Sunday, October 07, 2007

The mastery of Jon Stewart

While the news media (excluding my employer, which offers a wonderfully nuanced exploration of public life and terrific benefits) seem content to drag us along toward partisan oblivion, Jon Stewart is proudly doing what journalists should be doing to those who would turn politics into bloodsport. He's calling bullshit.

We all remember when he did it to Tucker Carlson and Paul Begala on Crossfire, though that incident was often misinterpreted as a partisan act in itself. It wasn't. Stewart's point was that staking out two "sides" and yelling at each other is simply destructive.

Last week, Stewart did it again, this time to Chris Matthews.

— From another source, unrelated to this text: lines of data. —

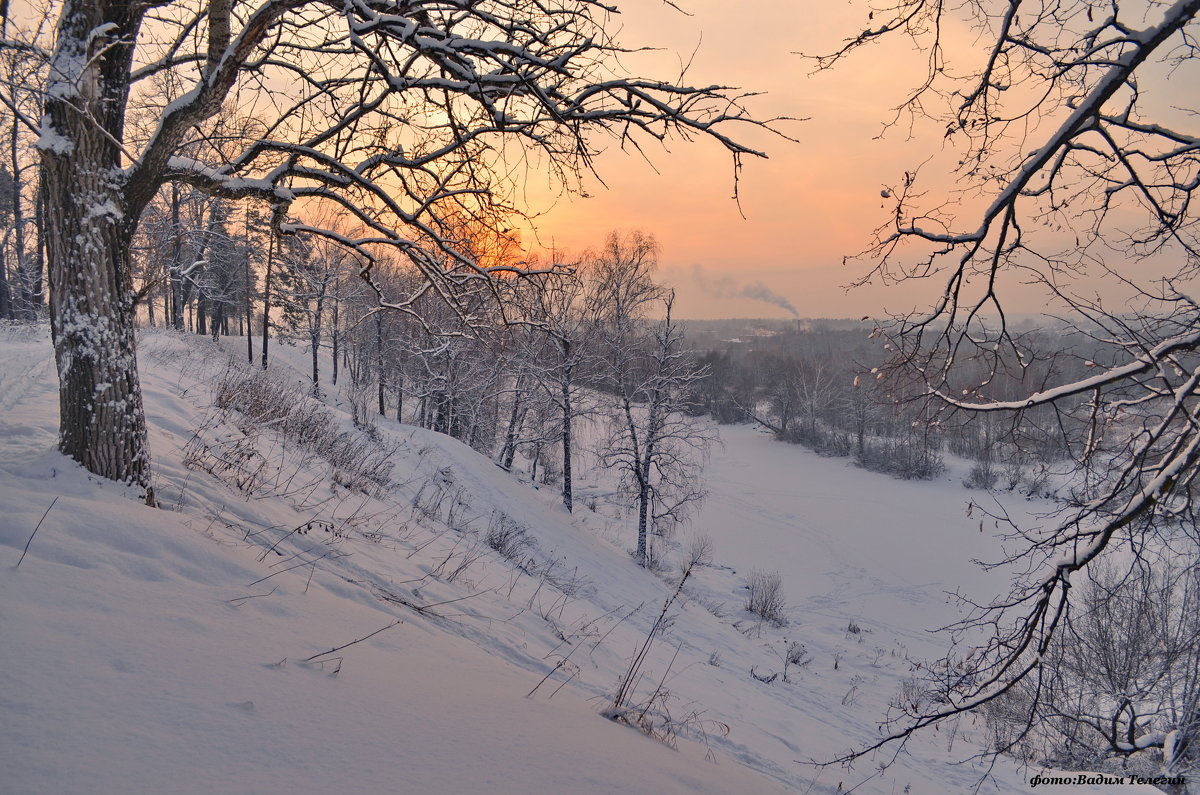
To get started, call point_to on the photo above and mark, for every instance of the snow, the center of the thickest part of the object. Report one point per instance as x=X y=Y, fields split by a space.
x=163 y=650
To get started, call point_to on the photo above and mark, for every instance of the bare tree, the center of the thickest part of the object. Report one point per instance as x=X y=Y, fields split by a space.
x=400 y=113
x=655 y=443
x=1089 y=191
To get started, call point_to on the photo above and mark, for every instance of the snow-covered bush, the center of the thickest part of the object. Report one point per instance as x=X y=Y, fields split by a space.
x=765 y=597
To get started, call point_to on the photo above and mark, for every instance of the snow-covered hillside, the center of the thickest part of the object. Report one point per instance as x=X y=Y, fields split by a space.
x=297 y=619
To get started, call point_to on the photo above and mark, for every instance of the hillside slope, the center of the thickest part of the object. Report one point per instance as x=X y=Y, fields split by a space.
x=299 y=616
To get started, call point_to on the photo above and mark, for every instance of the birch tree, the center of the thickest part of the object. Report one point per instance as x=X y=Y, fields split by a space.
x=400 y=113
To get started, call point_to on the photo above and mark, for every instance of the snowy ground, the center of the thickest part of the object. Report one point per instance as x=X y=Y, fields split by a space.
x=198 y=647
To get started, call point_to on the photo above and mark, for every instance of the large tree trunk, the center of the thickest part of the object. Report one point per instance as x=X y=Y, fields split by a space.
x=88 y=233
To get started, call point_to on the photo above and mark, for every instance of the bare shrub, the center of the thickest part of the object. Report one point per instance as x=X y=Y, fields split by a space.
x=508 y=537
x=765 y=597
x=795 y=656
x=265 y=399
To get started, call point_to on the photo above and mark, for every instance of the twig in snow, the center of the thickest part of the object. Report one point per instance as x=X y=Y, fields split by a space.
x=35 y=532
x=336 y=649
x=252 y=596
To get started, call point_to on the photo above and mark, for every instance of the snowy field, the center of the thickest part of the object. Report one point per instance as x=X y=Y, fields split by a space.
x=283 y=625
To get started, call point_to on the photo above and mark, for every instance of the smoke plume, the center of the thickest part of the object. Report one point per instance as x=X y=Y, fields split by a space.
x=729 y=287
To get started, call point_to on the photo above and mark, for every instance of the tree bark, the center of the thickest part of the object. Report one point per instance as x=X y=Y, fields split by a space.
x=101 y=424
x=568 y=411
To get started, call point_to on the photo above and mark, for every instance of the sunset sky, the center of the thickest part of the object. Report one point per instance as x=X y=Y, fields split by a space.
x=805 y=208
x=810 y=204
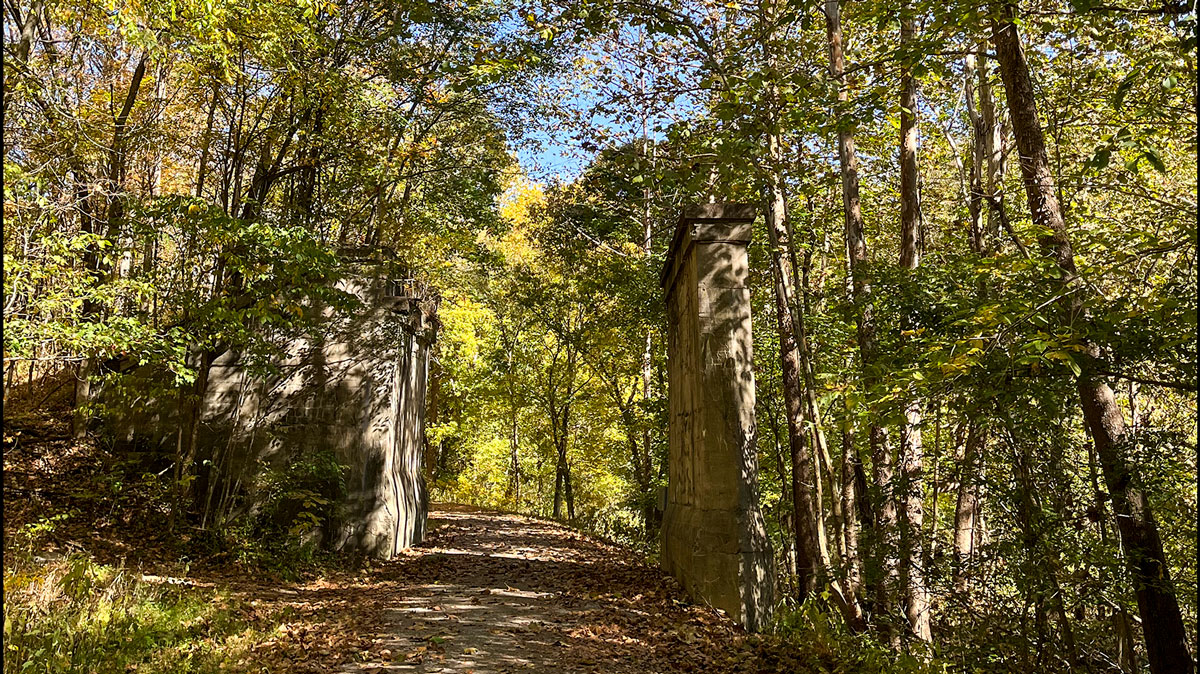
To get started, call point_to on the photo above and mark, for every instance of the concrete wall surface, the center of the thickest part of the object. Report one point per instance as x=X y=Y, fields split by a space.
x=355 y=395
x=714 y=539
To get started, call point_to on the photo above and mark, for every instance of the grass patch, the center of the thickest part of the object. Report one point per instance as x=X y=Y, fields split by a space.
x=76 y=615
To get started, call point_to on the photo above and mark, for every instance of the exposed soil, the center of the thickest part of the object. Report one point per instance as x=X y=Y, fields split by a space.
x=485 y=593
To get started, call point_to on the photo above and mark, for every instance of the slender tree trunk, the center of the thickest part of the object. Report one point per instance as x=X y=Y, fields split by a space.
x=910 y=494
x=861 y=290
x=808 y=553
x=966 y=505
x=1167 y=648
x=207 y=143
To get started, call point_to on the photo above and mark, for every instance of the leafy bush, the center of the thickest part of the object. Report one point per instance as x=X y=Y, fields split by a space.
x=76 y=615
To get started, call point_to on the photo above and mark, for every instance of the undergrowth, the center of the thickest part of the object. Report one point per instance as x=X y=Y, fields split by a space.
x=72 y=614
x=833 y=647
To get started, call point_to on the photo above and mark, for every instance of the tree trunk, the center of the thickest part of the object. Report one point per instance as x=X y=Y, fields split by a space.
x=1167 y=648
x=910 y=494
x=861 y=290
x=808 y=553
x=966 y=504
x=207 y=143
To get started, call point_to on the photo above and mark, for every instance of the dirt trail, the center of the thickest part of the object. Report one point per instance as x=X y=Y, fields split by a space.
x=491 y=593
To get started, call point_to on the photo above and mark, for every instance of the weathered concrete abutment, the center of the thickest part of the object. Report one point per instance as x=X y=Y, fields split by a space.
x=714 y=540
x=335 y=413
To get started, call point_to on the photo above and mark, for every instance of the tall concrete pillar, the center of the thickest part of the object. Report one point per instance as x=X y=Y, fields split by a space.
x=714 y=541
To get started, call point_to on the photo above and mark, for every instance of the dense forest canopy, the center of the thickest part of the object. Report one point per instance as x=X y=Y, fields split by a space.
x=975 y=269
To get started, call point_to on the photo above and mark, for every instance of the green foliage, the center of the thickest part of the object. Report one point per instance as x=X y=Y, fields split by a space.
x=77 y=615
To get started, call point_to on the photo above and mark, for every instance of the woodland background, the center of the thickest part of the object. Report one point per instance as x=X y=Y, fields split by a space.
x=180 y=175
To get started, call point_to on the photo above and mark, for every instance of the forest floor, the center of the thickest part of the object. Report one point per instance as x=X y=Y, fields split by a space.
x=485 y=593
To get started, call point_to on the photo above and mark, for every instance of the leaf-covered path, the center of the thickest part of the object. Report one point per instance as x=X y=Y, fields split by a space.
x=493 y=593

The Hardball host came onto Stewart's show hawking his book, Life's a Campaign.

Matthews does some worthwhile work with Catholic Charities, but as you can guess from his show and the title of that book, he's one of those Beltway-insider journalists who sees beauty in the "game" of politics.

Stewart's basic point: That's a sad way to live. It's bad enough that our political system operates that way. Must we operate that way in real life is well? "I'm not trashing your book -- I'm trashing your philosophy of life."

From a quick blog sample, it looks like some people got it and some didn't.

- At MSNBC (scroll to 8:48), one guy is furious with Stewart for "turning on an ally." What's the emoticon for shaking my head and sighing?

- At the Seattle Post-Intelligencer, we see one commenter who thinks the whole thing just proves how rude "liberals" are. This is beautifully refuted by the next guy, who doesn't even go for the obvious point that Limbaugh, O'Reilly, Hannity and company aren't exactly models of polite discourse.

- My favorite comment refers to Stewart's point that Matthews' book has already been written ... by Machiavelli: "Umm, Chris? The Prince is a cautionary tale, not a how-to manual."

Stewart is neatly subverting the left-right conflict that feeds the 24-hour "news" monster. It's a message that ought to be bigger.

My suggestion: In every Web conversation that ends up as a predictable partisan shoutfest, toss in a link to this video. Ask the brainwashed drones in the discussion if they'd rather be Stewart or Matthews.

Couldn't hurt, right?

2 comments:

Neel Mehta said...

What's the emoticon for shaking my head and sighing?

Let me know if you find it, so we can suggest a new logo for the Democratic Party in this day and age.

Elrond Hubbard said...

Now THAT's a hardball interview. Matthews should have been up to the challenge! How can he invite Stewart on his show knowing that Stewart won't give up his incisiveness. Or maybe Matthews has not seen Stewart on Crossfire?

My favorite Stewart moments are when the Neocons are on there. Kristol and Stephen Hayes were on there in the same week, and Hayes in particular had to face an icy cold audience and cope with Stewart asking him why anti-war Americans are called "un-American" when they actually agree with Cheney's 1994 statement about why Iraq should not have been invaded.

My fantasy is of myself being on TDS and telling Stewart that his best interviews are with the Neocons, and suggesting that I pretend to be a Neocon and toe that line.